Mais depuis cette horrible événement, Vinicius fait des cauchemars...
A l’école, Vinicius ne va pas très bien. Lors de ma première visite de l’année à son école, à la mi-mars, pour m’informer sur plusieurs de nos enfants, la directrice me parle de Vinicius, des problèmes familiaux sérieux qu’il a, de ses grosses difficultés scolaires et des problèmes énormes qu’il donne à l’école. Elle me demande si ce serait possible d’accueillir Vinicius à Crianças do Mundo, ça ne pourrait que l’aider. Après en avoir discuté avec Michel, nous décidons de l’accueillir et 10 jours plus tard, il est parmi nous. Je retourne entretemps à l’école pour rencontrer son institutrice et en savoir un peu plus sur lui. Elle me dit qu’elle a de gros problèmes avec Vinicius. Il n’a aucune discipline; il ne reste pas en place en classe, circule sans arrêt ou sort de la classe à tout moment. Il ne fait rien pendant les cours, n’a aucune concentration et malgré qu’il soit en 3ème année, il ne sait ni lire ni écrire. Elle demande notre aide, car elle ne sait vraiment plus que faire avec lui. Nous allons essayer de travailler ensemble pour aider Vinicius à apprendre et à évoluer. Pendant toute cette année scolaire 2014, Vinicius évolue très lentement.
Lors de mes premières visites à l’école après son accueil chez nous, il n’y a aucune évolution chez lui; son institutrice me répète les mêmes choses à son égard. Mais vers le mois de septembre, 6 mois après son arrivée, il y a enfin un petit changement dans son comportement. Il est un peu plus calme et parvient à rester assis à son banc pendant au moins une partie des cours. L’aide particulière de notre professeur à Crianças do Mundo commence à porter ses fruits et Vinicius est alphabétisé petit à petit. C’est un grand espoir pour nous; nous entrevoyons enfin la capacité de Vinicius d’évoluer positivement à tous niveaux, malgré tout ce qu’il vit en famille.

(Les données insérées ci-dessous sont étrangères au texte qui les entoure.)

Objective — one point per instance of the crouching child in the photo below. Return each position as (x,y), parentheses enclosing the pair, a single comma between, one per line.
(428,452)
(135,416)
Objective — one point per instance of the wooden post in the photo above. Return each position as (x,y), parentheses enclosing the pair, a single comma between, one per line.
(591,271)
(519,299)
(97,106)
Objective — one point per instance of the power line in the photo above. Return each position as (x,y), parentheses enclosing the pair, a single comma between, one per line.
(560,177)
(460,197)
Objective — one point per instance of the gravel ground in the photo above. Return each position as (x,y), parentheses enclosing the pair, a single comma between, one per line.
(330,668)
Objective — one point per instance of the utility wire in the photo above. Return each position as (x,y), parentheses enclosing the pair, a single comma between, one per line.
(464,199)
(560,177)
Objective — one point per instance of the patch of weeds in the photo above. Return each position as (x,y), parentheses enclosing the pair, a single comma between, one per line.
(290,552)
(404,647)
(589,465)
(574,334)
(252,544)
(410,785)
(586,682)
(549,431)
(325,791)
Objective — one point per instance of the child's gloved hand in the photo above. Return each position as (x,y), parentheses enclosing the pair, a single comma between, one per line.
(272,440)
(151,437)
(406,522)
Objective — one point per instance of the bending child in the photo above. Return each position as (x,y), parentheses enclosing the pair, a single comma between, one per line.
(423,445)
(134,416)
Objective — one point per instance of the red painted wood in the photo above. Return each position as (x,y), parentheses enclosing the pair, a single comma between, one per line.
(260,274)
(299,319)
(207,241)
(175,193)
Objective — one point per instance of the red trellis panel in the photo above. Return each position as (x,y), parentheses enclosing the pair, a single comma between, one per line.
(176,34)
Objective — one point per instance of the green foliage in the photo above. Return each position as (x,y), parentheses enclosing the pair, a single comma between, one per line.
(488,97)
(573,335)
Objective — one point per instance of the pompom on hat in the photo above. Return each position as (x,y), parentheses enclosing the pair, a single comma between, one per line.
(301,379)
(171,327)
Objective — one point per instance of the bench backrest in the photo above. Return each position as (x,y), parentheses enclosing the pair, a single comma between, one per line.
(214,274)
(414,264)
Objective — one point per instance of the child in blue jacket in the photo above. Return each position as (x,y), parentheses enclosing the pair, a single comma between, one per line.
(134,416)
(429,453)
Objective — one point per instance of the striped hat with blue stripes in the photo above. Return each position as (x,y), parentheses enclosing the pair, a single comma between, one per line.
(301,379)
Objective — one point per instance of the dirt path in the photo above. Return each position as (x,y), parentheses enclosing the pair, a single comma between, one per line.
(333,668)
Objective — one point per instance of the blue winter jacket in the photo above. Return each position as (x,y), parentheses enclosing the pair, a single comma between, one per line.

L’année scolaire se termine au Brésil. Bientôt, ce seront les grandes vacances d´été pour les enfants et ils resteront en famille pendant un mois, notre équipe pédagogique méritant et ayant besoin de ce mois de repos. Nous savons ce que cela représente pour Vinicius : un mois de souffrance et de violence, sans son refuge préféré à Crianças do Mundo. Nous en sommes conscients et cela nous fait mal. Tant pour Vinicius que pour d’autres de nos enfants, nous savons que ce mois de janvier sera dur pour eux, mais nous n’avons pas le choix. Nous nous sentons bien impuissants, mais ces enfants ont leurs familles, quelles qu’elles soient et ils doivent y vivre. Mais dès la rentrée, nous serons là à nouveau pour Vinicius et pour tous nos enfants. Ils retrouveront le bonheur d’être aimés, ils retrouveront l’affection et la joie de vivre. Et Vinicius retrouvera son refuge et son havre de paix.
Il y a beaucoup de petits Vinicius dans le monde, nous ne pouvons hélas pas tous les sauver. Mais tant que nous le pourrons, nous aiderons notre Vinicius et tous ceux que nous accueillons à découvrir l’amour, la tendresse et la compréhension. Ensemble avec vous, nous continuerons à offrir un peu de bonheur à tous ces enfants mal aimés. Et qui sait, nous changerons le cours de leur vie et nous leur offrirons un avenir plus prometteur et plus heureux.